Source code for phippery.escprof

r"""
=================
Escape Profile
=================

Use 
`optimal transport method <https://en.wikipedia.org/wiki/Transportation_theory_(mathematics)>`_
to compare 
`phage-dms <https://www.sciencedirect.com/science/article/pii/S2589004220308142>`_
escape profiles.
See the escape profile :ref:`description and examples <sec_escape_profile_comparisons>`.
"""

# dependencies
import pandas as pd
import numpy as np
import xarray as xr
import ot
from phippery.utils import id_query
from Bio.Align import substitution_matrices


def _get_aa_ordered_list():
    """
    return the ordered list of amino acid.
    This convention is based on the BLOSUM
    matrix in biopython and assumed for the
    binned distribution presenting amino
    acid contribution to differential
    selection at a site
    """
    return list("ARNDCQEGHILKMFPSTWYV")


[docs]def get_cost_matrix():
    """
    Returns the default 40x40 cost matrix based on BLOSUM62
    and assigns maximum cost to transport between
    opposite signed differential selection contributions.

    Returns
    -------
    list :
        40x40 matrix (as a list of lists)
    """

    substitution_matrix = substitution_matrices.load("BLOSUM62")
    alphabet_list = _get_aa_ordered_list()
    Naa = len(alphabet_list)

    # chosen so that range of costs in the
    # matrix is within an order of magnitude
    nthroot = 7.0

    # maximum cost assigned by the cost matrix
    maxMij = np.exp(np.max(-substitution_matrix) / nthroot)

    cost_matrix = []

    # first 20 rows
    for aa in alphabet_list:
        row = [-x / nthroot for x in substitution_matrix[aa, :][:Naa]]
        cost_row = (np.exp(row)).tolist() + [maxMij for i in range(Naa)]
        cost_matrix.append(cost_row)

    # last 20 rows
    for aa in alphabet_list:
        row = [-x / nthroot for x in substitution_matrix[aa, :][:Naa]]
        cost_row = [maxMij for i in range(Naa)] + (np.exp(row)).tolist()
        cost_matrix.append(cost_row)

    return cost_matrix


[docs]def get_loc_esc_distr(ds, metric, sample_factor, sfact_val, loc):
    """
    Returns the normalized distribution represented as a list
    for the amino acid pattern of scaled differential
    selection for a specified individual and amino acid site.

    Parameters
    ----------
    ds : xarray.DataSet
        The dataset containing the sample of interest.

    metric : str
        The name of the scaled differential selection data in ds.

    sample_factor : str
        The sample annotation label to identify the individual sample (e.g. 'sample_ID').

    sfact_val : str
        The sample_factor value to identify the sample of interest.

    loc : int
        The location number for the amino acid site of interest.

    Returns
    -------
    list :
        The relative contributions to the total absolute scaled differential selection at the site.
        The first 20 entries are contributions to negative selection (binding loss).
        The last 20 entries are contributions to positive selection (binding gain).
    """

    # Code assumes peptide annotation for location is called 'Loc',
    # and for amino acid substitution is called 'aa_sub'
    my_ds = ds.loc[
        dict(
            peptide_id=id_query(ds, f"Loc == '{loc}'", "peptide"),
            sample_id=id_query(ds, f"{sample_factor} == '{sfact_val}'")
        )
    ]

    diff_sel = my_ds[metric].to_pandas().to_numpy().flatten()

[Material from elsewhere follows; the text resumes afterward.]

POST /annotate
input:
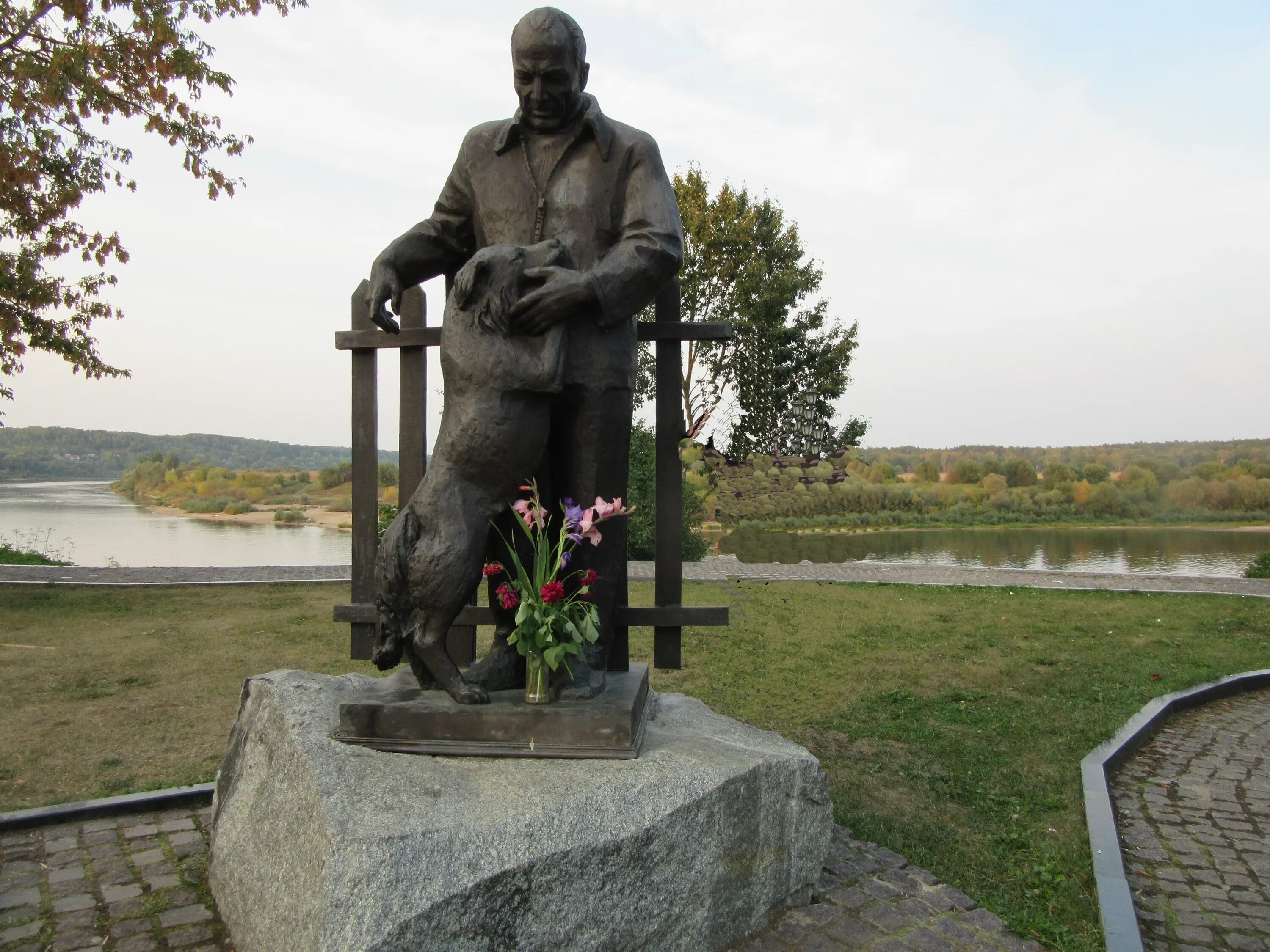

    my_df = my_ds.peptide_table.loc[:, ["aa_sub"]].to_pandas()
    my_df["diff_sel"] = diff_sel

    esc_data_neg = []
    esc_data_pos = []
    for aa in _get_aa_ordered_list():
        val = my_df[my_df["aa_sub"] == aa]["diff_sel"].item()
        if val > 0:
            esc_data_neg.append(0)
            esc_data_pos.append(val)
        else:
            esc_data_neg.append(-val)
            esc_data_pos.append(0)

    esc_data = esc_data_neg + esc_data_pos

    if np.sum(esc_data) == 0:
        return esc_data
    else:
        return esc_data / np.sum(esc_data)


def _get_weights(ds, metric, sample_factor, sfact_val1, sfact_val2, loc_start, loc_end):
    """
    return the list of weights for computing the
    weighted sum of similarity scores in region
    [loc_start, loc_end]
    """

    # Code assumes peptide annotation for location is called 'Loc'

    loc_sums1 = []
    loc_sums2 = []
    for loc in range(loc_start, loc_end + 1):
        ds1 = ds.loc[
            dict(
                peptide_id=id_query(ds, f"Loc == '{loc}'", "peptide"),
                sample_id=id_query(ds, f"{sample_factor} == '{sfact_val1}'")
            )
        ]

        diff_sel1 = ds1[metric].to_pandas().to_numpy().flatten()
        loc_sums1.append(0)
        for val in diff_sel1:
            loc_sums1[-1] = loc_sums1[-1] + abs(val)

        ds2 = ds.loc[
            dict(
                peptide_id=id_query(ds, f"Loc == '{loc}'", "peptide"),
                sample_id=id_query(ds, f"{sample_factor} == '{sfact_val2}'")
            )
        ]

        diff_sel2 = ds2[metric].to_pandas().to_numpy().flatten()
        loc_sums2.append(0)
        for val in diff_sel2:
            loc_sums2[-1] = loc_sums2[-1] + abs(val)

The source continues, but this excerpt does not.